Sebastian Kicki: W każdej chwili mogę odejść

Sebastian Kicki w przyszłym sezonie będzie występował w Olimpii Piekary Śląskie. Doświadczony golkiper w każdej chwili może jednak zmienić barwy klubowe.

Bramkarz z Chorzowa o tym, że będzie zmuszony szukać nowego pracodawcy, dowiedział się pod koniec maja. Początkowo wydawało się, że Kicki zasili szeregi zbrojącego się do walki o awans do PGNiG Superligi Śląska Wrocław, ostatecznie do podpisania kontraktu jednak nie doszło. - Było jeszcze kilka innych opcji, ale później wszystko stanęło - nie kryje były gracz NMC Powenu Zabrze w rozmowie ze SportoweFakty.pl.

Kicki szukał pracodawcy, który zaoferowałby mu dłuższy kontrakt bądź w przypadku którego problemem nie byłyby codzienne dojazdy na treningi. - Mam pracę, w której jestem od siedmiu lat, i nie chcę ryzykować wszystkiego dla rocznej umowy - mówił jeszcze kilka tygodni temu sam zainteresowany.

Pomocną dłoń do zawodnika wyciągnęła Olimpia. - Trener oraz prezes bardzo mi pomogli i jestem im za to niezwykle wdzięczny. Najważniejsze, że mam już gdzie grać i trenować - podkreśla Kicki.
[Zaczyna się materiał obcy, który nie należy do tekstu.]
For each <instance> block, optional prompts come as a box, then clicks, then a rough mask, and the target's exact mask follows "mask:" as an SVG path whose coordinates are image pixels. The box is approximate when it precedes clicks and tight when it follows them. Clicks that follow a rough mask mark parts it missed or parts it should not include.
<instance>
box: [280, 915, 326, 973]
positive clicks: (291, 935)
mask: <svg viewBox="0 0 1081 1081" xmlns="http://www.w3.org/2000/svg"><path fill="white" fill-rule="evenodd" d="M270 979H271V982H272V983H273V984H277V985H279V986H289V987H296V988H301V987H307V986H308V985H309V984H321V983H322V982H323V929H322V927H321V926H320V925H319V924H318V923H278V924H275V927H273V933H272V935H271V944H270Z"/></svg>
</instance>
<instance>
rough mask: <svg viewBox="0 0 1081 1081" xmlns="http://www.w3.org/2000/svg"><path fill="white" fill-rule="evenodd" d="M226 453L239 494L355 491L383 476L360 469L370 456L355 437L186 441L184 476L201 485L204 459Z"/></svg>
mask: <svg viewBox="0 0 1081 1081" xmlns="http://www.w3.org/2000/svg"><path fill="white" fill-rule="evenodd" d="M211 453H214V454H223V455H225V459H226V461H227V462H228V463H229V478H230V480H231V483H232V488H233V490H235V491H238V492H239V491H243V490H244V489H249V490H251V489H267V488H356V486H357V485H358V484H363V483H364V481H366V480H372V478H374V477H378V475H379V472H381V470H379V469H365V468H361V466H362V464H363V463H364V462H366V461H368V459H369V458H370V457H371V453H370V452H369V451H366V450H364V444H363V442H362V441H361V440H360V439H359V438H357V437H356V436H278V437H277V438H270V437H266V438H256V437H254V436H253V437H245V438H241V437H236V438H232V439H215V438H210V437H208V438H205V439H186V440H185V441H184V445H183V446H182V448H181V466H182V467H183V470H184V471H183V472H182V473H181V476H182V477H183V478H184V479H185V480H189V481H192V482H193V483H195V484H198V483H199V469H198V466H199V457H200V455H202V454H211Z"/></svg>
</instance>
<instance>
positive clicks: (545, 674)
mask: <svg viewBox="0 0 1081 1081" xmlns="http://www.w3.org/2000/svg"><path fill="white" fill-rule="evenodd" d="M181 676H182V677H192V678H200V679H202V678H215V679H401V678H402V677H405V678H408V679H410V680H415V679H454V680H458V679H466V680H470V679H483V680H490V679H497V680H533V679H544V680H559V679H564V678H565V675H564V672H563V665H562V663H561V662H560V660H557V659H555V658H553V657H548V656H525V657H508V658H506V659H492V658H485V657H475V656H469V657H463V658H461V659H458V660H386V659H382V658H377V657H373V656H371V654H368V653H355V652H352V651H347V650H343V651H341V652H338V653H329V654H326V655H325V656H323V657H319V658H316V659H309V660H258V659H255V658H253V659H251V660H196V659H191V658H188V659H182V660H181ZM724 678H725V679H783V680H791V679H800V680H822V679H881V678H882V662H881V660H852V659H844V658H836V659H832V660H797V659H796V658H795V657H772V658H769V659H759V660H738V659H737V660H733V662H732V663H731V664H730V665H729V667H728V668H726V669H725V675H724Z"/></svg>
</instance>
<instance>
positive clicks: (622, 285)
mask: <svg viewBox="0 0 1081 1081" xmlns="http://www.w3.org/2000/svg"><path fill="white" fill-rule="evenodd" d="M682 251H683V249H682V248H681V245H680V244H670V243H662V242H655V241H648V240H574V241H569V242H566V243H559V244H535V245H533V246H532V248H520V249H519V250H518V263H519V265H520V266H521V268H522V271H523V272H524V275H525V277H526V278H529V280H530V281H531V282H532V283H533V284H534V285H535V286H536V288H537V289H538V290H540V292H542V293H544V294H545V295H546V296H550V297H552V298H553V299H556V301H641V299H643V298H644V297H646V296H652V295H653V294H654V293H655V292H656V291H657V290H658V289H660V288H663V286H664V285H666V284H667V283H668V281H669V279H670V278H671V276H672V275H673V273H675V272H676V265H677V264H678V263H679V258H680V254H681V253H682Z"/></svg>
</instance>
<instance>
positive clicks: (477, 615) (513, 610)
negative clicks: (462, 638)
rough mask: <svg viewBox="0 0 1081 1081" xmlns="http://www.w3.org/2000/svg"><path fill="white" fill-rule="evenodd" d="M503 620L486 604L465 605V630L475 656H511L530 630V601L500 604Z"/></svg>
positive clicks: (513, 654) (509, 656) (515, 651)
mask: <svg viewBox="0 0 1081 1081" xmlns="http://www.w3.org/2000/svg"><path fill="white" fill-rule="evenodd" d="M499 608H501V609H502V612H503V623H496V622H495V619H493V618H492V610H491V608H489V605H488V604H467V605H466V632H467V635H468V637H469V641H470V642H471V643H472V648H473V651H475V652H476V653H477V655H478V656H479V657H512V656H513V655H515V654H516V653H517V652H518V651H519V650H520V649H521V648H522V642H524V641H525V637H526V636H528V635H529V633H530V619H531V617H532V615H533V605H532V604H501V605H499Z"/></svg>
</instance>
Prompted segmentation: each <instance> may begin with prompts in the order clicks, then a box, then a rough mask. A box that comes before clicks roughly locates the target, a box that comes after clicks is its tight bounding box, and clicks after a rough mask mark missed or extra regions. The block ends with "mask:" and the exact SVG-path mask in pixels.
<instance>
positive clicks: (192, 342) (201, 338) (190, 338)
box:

Wciąż niewykluczone jest, że doświadczony golkiper w przyszłym sezonie wystąpi jednak w najwyższej klasie rozgrywkowej. - Gdyby w trakcie sezonu coś złego stało się w którymś z klubów Superligi, to ja jestem gotowy i w każdej chwili mogę z Piekar Śląskich odejść - podkreśla Kicki. - Nie ukrywam, że pod tym względem w Olimpii poszli mi bardzo na rękę.